Last year capital spending was 21% of revenue at UNP. Knight said he expects capital spending to be 16% to 17% of revenue this year.
UNP's chief rival, BNSF Railway owned by Berkshire Hathaway (NYSE:BRK.B) (NYSE:BRK.A), will spend $4.3 billion on capital improvements in 2016. BNSF's capital plan is $1.5 billion less than was spent in 2015. The plan includes more than $300 million for positive train control and more than $600 million for locomotives, freight cars and other equipment. About $500 million is for expansion, including a continuation of projects that were started in 2015, such as installing a new bridge and second track to cross the Pecos River and double track near Fort Sumner, N.M. This year's projects also reflect various other double track work and additional centralized traffic control signaling that will add capacity and improve efficiency in constrained parts of the network.
In the first six weeks of 2016, Union Pacific saw an -8% decline in business volumes. UNP's coal volume was down -35%. Crushed stone, gravel and sand category was down -25%. Petroleum shipments were down -7%.
Source: Union Pacific
Coal used to be 18% of business volumes at Union Pacific, but so far this year, the 129,034 carloads shipped through Week 6 represent just 13.2% of total volumes of 978,327 carloads/intermodal units.
BNSF's volumes were down 3.12% YTD through Week 6. Coal was down -29.74% through Week 6. The 197,164 coal carloads through Week 6 represented 17.8% of carloads/intermodal volumes at BNSF.
Source: BNSF Railway
One of the main reasons coal demand is down is because of cheap natural gas at around $2.00 per mcf, plus high inventory levels of coal at utilities.
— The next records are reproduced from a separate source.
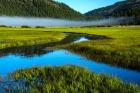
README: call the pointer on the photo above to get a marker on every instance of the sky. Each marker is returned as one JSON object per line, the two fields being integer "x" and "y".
{"x": 84, "y": 6}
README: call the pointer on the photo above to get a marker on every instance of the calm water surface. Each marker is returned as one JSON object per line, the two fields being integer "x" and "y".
{"x": 14, "y": 61}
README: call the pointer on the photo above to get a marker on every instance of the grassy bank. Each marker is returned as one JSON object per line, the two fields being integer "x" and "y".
{"x": 122, "y": 49}
{"x": 70, "y": 79}
{"x": 11, "y": 37}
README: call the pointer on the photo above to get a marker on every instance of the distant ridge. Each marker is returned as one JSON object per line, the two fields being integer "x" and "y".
{"x": 127, "y": 8}
{"x": 38, "y": 8}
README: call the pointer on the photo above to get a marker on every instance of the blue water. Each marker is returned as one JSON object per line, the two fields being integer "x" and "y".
{"x": 13, "y": 62}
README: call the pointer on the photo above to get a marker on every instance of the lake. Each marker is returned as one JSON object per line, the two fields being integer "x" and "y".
{"x": 27, "y": 57}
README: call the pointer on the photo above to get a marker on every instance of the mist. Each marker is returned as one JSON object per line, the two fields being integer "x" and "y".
{"x": 32, "y": 21}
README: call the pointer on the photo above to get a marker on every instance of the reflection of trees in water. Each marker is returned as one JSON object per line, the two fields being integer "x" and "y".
{"x": 40, "y": 49}
{"x": 28, "y": 51}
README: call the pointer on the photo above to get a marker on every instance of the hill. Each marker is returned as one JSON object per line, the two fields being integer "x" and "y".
{"x": 38, "y": 8}
{"x": 127, "y": 8}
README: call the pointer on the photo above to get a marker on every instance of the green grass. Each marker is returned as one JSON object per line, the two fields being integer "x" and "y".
{"x": 70, "y": 79}
{"x": 123, "y": 49}
{"x": 10, "y": 37}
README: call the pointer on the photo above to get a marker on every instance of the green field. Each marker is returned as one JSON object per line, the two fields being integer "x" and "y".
{"x": 120, "y": 48}
{"x": 69, "y": 79}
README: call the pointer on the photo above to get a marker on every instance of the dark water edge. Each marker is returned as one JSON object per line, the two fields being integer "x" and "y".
{"x": 12, "y": 59}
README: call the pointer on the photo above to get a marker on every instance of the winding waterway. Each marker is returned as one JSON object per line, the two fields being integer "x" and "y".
{"x": 26, "y": 57}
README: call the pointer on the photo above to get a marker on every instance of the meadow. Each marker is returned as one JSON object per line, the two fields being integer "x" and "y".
{"x": 69, "y": 79}
{"x": 120, "y": 47}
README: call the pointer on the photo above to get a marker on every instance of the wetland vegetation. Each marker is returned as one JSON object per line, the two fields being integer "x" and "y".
{"x": 116, "y": 45}
{"x": 69, "y": 79}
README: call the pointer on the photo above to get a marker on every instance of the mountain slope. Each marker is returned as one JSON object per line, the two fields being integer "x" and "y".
{"x": 37, "y": 8}
{"x": 128, "y": 8}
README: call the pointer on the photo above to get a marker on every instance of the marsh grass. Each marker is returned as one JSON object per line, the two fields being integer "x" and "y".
{"x": 69, "y": 79}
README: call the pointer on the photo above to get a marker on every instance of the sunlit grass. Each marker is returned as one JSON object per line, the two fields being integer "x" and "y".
{"x": 70, "y": 79}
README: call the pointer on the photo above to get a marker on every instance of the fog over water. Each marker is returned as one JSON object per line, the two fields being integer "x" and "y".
{"x": 32, "y": 21}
Knight said utilities have 105 days of inventory of coal, 40 days higher than the five-year average.
Mild weather has contributed to declining usage of coal as well.
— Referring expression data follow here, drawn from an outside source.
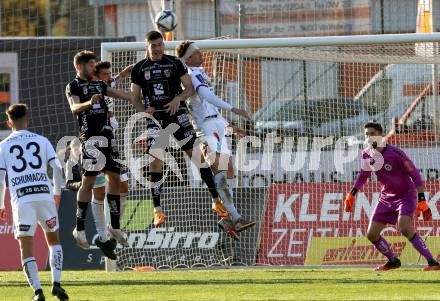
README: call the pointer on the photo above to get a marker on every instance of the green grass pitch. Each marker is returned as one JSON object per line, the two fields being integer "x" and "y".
{"x": 251, "y": 284}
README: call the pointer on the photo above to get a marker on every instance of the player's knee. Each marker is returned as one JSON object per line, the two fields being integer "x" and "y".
{"x": 99, "y": 193}
{"x": 87, "y": 185}
{"x": 372, "y": 236}
{"x": 123, "y": 188}
{"x": 25, "y": 246}
{"x": 156, "y": 166}
{"x": 52, "y": 238}
{"x": 406, "y": 231}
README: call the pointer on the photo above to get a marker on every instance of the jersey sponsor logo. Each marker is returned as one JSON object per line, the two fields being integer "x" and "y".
{"x": 158, "y": 89}
{"x": 32, "y": 190}
{"x": 388, "y": 167}
{"x": 52, "y": 222}
{"x": 24, "y": 228}
{"x": 34, "y": 177}
{"x": 168, "y": 238}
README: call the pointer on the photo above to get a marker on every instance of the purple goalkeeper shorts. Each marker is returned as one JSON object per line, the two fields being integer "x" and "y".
{"x": 387, "y": 212}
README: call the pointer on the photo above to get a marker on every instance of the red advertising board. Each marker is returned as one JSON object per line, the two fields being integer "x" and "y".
{"x": 295, "y": 213}
{"x": 10, "y": 251}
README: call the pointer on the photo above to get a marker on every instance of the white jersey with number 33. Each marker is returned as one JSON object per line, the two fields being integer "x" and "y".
{"x": 25, "y": 156}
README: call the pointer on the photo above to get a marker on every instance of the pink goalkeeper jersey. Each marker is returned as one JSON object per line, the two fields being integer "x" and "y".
{"x": 398, "y": 174}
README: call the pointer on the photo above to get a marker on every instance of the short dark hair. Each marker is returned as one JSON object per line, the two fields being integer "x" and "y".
{"x": 182, "y": 48}
{"x": 17, "y": 111}
{"x": 375, "y": 125}
{"x": 83, "y": 57}
{"x": 153, "y": 35}
{"x": 102, "y": 65}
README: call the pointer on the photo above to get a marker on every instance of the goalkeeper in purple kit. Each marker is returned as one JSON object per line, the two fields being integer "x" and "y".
{"x": 401, "y": 198}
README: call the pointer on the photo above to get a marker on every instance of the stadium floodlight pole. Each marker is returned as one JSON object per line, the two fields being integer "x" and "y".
{"x": 285, "y": 42}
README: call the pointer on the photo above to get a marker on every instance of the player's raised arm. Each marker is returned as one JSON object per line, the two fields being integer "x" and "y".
{"x": 2, "y": 193}
{"x": 124, "y": 73}
{"x": 188, "y": 91}
{"x": 422, "y": 206}
{"x": 57, "y": 169}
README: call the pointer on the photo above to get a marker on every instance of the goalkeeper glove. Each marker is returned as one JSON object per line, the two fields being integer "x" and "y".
{"x": 422, "y": 207}
{"x": 113, "y": 82}
{"x": 350, "y": 199}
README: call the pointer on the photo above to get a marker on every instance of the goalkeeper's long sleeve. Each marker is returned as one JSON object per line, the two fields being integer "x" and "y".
{"x": 207, "y": 95}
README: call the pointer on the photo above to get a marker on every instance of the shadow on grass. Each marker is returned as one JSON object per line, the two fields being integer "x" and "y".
{"x": 190, "y": 282}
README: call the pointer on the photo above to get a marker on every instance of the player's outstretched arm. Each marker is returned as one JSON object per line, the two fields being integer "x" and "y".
{"x": 77, "y": 107}
{"x": 118, "y": 94}
{"x": 124, "y": 73}
{"x": 174, "y": 105}
{"x": 412, "y": 170}
{"x": 362, "y": 177}
{"x": 2, "y": 193}
{"x": 136, "y": 98}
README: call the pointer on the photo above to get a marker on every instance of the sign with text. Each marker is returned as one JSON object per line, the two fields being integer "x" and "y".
{"x": 298, "y": 213}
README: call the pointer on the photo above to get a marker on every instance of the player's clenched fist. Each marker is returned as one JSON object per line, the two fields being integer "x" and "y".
{"x": 95, "y": 99}
{"x": 2, "y": 214}
{"x": 422, "y": 207}
{"x": 350, "y": 199}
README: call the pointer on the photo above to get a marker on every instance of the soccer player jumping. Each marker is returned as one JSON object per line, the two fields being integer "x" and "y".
{"x": 158, "y": 79}
{"x": 211, "y": 126}
{"x": 401, "y": 187}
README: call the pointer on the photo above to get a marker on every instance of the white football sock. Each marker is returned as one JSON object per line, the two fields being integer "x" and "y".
{"x": 99, "y": 217}
{"x": 30, "y": 269}
{"x": 56, "y": 262}
{"x": 226, "y": 194}
{"x": 123, "y": 203}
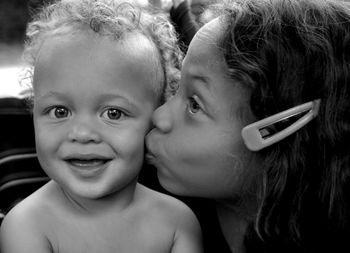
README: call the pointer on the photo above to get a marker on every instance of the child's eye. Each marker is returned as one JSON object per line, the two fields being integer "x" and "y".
{"x": 113, "y": 113}
{"x": 193, "y": 105}
{"x": 59, "y": 112}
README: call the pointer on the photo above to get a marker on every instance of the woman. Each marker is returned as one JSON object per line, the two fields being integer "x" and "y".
{"x": 261, "y": 123}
Petroleum volumes at BNSF were down 26% YTD. That is a significant decline and means volumes from the Bakken Play are declining due to the poor price of oil. We may see an exodus of oil and gas workers from North Dakota this year.
The sad commentary is the UNP train whistle blows less and less. I only live 1.5 miles from the tracks going east and west through Topeka.
As I learned from an old-timer in Ansley, Neb., when the hammers aren't hammering, and the trains are not moving, there is no growth. And when you're not growing, you're dying. I don't think the railroads are dying, but they are having to adapt to a changing economic environment.
One positive is auto traffic remains strong for Class I railroads. There were record auto sales in 2015. Trade with Mexico is strong and this bodes well for Union Pacific and Kansas City Southern (NYSE:KSU), which serve Mexico.
"Two new auto plants in Mexico will open in the second half of 2016, while at the same time, we will also begin to see the benefits from the plant expansions at the three of the auto facilities we serve in Mexico," Dave Starling, CEO of Kansas City Southern, said during the Q4 conference call with investors.
Railroads are entering their second year of sluggish demand for movement of freight. Stocks for these railroads declined substantially in 2015. I had sold most of Union Pacific stock last spring. I recently picked up a few shares of UNP at $74 per share. I expect volumes to decline further in 2016, unless there is a revival in the industrial and energy sectors. But I really don't see that happening. Oil and coal inventories are at record levels. Utilities are burning cheap natural gas while wind generation continues to grow. BNSF is the largest hauler of crude by rail and has lost a fourth of that business so far this year. I commend Union Pacific for honoring its commitments, but the railroad does not need the 230 locomotives that it is purchasing this year. Perhaps some day, when volumes increase, the locomotives will come in handy. I believe the railroads are solid dividend paying stocks, but I don't anticipate much growth in them in 2016.
Disclosure: I am/we are long UNP, BRK.B.
I wrote this article myself, and it expresses my own opinions. I am not receiving compensation for it (other than from Seeking Alpha). I have no business relationship with any company whose stock is mentioned in this article.